Я не хочу показаться таким старым скупердяем, каковым вы меня считаете, и готов пойти на равное участие в прибылях.
Алекс посмотрел на Гржемского с подозрением, еще немного подумал и протянул руку, которую коллекционер вяло пожал.
— Ну что ж, — продолжал Леопольд Казимирович, — раз мы достигли, как выражался наш бывший руководитель, консенсуса, давайте обменяемся всей информацией. Что вам рассказала ваша покойная матушка?
— Она рассказала, что у отца были спрятаны какие-то картины…
— Офорты, — поправил Гржемский.
— Что? — удивился Алекс. — Как вы сказали? Гржемский тяжело вздохнул и возвел очи к небесам.
— Боже мой! С кем я работаю! — сокрушенно проговорил он в пространство.

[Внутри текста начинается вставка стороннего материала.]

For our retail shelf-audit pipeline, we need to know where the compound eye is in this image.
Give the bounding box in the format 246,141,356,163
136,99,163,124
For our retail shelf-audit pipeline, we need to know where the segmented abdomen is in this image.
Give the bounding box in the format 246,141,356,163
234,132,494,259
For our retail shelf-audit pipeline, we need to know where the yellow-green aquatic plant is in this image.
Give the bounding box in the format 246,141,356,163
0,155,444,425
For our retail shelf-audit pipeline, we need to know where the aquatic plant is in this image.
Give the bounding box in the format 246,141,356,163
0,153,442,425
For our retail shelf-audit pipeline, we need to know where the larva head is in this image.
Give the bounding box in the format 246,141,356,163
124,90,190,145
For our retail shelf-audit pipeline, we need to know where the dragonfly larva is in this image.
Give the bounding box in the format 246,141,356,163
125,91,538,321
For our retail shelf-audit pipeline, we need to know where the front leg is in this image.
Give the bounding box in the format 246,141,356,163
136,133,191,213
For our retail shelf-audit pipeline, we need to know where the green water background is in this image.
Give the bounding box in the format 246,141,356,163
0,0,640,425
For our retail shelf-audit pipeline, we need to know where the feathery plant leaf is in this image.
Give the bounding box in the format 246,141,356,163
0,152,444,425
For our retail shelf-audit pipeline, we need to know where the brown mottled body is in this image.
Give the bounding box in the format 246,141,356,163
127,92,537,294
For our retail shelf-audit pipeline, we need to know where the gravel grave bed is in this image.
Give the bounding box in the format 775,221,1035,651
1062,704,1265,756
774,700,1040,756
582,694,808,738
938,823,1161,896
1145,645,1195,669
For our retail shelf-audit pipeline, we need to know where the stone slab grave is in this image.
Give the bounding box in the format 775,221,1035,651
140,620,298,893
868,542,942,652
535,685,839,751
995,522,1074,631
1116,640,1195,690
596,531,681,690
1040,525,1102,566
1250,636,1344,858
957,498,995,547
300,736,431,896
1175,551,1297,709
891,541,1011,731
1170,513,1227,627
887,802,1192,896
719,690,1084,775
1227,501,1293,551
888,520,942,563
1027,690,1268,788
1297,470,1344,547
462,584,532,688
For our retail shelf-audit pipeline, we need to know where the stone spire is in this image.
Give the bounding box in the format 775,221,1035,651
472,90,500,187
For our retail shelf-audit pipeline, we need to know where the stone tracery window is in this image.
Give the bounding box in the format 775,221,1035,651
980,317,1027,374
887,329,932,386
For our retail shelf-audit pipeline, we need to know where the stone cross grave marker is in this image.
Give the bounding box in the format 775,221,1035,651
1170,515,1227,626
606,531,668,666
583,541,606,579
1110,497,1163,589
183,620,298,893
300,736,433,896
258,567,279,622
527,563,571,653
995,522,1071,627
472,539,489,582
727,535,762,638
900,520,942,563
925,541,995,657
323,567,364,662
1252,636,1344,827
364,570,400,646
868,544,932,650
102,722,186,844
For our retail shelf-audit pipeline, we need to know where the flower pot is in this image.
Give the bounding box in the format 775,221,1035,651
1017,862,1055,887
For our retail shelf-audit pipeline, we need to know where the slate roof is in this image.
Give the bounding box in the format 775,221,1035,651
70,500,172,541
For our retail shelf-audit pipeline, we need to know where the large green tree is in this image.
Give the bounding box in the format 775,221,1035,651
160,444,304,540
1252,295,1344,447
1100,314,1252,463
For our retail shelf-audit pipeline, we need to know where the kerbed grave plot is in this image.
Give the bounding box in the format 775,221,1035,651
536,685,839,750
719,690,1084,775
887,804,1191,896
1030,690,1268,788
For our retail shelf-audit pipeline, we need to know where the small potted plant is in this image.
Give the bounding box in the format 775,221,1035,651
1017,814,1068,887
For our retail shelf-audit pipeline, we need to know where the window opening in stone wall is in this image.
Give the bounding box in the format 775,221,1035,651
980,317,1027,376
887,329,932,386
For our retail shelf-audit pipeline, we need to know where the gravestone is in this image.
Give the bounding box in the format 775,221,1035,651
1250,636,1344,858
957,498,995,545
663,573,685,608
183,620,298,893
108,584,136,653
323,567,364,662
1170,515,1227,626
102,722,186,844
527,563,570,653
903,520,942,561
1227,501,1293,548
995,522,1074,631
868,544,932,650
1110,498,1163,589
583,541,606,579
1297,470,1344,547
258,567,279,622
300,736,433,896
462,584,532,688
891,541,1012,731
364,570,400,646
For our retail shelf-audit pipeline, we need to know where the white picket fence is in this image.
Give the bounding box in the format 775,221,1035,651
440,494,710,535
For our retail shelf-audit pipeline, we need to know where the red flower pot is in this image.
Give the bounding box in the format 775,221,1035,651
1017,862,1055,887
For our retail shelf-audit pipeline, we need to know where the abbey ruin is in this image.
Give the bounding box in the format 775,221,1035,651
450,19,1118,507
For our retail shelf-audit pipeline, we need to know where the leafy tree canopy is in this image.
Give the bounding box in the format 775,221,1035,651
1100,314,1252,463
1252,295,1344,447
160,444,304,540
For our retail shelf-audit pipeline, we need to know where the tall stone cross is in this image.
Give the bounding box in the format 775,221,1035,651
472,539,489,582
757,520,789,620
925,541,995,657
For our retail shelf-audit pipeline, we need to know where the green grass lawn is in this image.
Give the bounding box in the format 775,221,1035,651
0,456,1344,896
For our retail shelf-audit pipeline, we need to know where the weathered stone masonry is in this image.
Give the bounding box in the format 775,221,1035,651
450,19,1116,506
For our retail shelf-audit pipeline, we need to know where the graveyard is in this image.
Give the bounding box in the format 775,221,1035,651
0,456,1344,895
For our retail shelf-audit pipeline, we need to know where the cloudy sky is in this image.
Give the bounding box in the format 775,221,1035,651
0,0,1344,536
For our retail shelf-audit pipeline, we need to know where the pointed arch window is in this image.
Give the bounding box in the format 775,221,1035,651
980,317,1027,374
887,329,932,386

— Офорты, молодой человек, это разновидность гравюр, не буду утомлять вас техническими деталями. Вы, простите, такую фамилию — Рембрандт слышали?
— Ну за кого вы меня принимаете, — обиделся Алекс, — конечно, слышал.
— Очень хорошо. Вы меня просто утешили. Так вот, эти офорты — работа Рембрандта, уж можете мне поверить.
— А мама мне говорила, что это картины… — разочарованно протянул Алекс, — а эти офорты тоже дорогие?